De esta manera, tal como en un caso similar dispuso la Corte (14) , si bien, dada la naturaleza de la entidad demandada y los términos del contrato, no es posible ordenar a Suramericana S.A. que disponga o autorice la realización del tratamiento requerido por la accionante, si cabe disponer que, en el evento en que la actora, por su propia cuenta y bajo la responsabilidad de sus médicos tratantes, decida que se le practique la cirugía, Suramericana S.A., supuesto el cumplimiento de las demás condiciones contractuales, deba reembolsar el valor de lo que corresponda, hasta el tope del contrato, sin que pueda oponer al efecto la exclusión de los tratamientos por obesidad.
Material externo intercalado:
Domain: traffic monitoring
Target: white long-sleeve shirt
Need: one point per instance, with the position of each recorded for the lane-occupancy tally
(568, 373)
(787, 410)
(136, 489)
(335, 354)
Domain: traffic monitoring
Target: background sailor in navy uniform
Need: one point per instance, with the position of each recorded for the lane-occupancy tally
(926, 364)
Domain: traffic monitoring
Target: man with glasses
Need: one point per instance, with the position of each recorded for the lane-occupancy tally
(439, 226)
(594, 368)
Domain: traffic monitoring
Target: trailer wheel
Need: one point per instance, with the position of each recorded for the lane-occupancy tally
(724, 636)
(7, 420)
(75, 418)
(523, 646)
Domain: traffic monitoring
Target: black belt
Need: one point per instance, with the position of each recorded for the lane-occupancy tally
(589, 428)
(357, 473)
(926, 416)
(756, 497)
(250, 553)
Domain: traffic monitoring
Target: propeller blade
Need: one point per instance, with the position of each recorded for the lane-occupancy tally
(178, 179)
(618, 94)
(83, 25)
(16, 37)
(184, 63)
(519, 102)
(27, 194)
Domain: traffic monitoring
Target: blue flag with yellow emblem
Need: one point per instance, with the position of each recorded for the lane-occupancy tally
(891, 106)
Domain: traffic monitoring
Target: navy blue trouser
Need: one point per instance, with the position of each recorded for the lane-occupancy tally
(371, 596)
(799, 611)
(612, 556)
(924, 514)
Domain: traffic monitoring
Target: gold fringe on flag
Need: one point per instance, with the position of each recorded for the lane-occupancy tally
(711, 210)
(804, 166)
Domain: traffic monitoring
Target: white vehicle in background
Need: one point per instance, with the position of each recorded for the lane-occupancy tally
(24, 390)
(14) Sentencia T-118 de 2000, M.P. José Gregorio Hernández Galindo. En esa sentencia, la Sala Quinta de Revisión de la Corte Constitucional decidió conceder el amparo que había sido solicitado frente una compañía de seguros que para negar la pretensión del asegurado alegó la presencia de una preexistencia.

V. Decisión

En mérito de lo expuesto, la Sala Quinta de Revisión de la Corte Constitucional, administrando justicia en nombre del pueblo y por mandato de la Constitución,

RESUELVE:

1. REVOCAR, por las razones expuestas en la parte considerativa del presente fallo, las sentencias proferidas dentro de este proceso por el Juzgado Tercero Civil Municipal de Manizales y por el Juzgado Quinto Civil del Circuito de Manizales.

2. CONCEDER la tutela para la protección del derecho a la salud en conexidad con la vida y la dignidad de la señora María Isabel Salazar Potes.

3. DISPONER que la Compañía Suramericana de Seguros de Vida S.A., al aplicar los términos del contrato de seguro suscrito con la señora María Isabel Salazar Potes, no podrá oponer como exclusión frente al reclamo que se le presente en relación con la cirugía de banda gástrica requerida por la accionante, los tratamientos por obesidad previstos en la cláusula sexta de la póliza de seguros, en los términos de esta providencia.

4. SÚRTASE el trámite previsto en el artículo 36 del Decreto 2591 de 1991.

Cópiese, notifíquese, comuníquese, publíquese en la Gaceta de la Corte Constitucional y cúmplase.

Cópiese, notifíquese, comuníquese, publíquese en la Gaceta de la Corte Constitucional y cúmplase.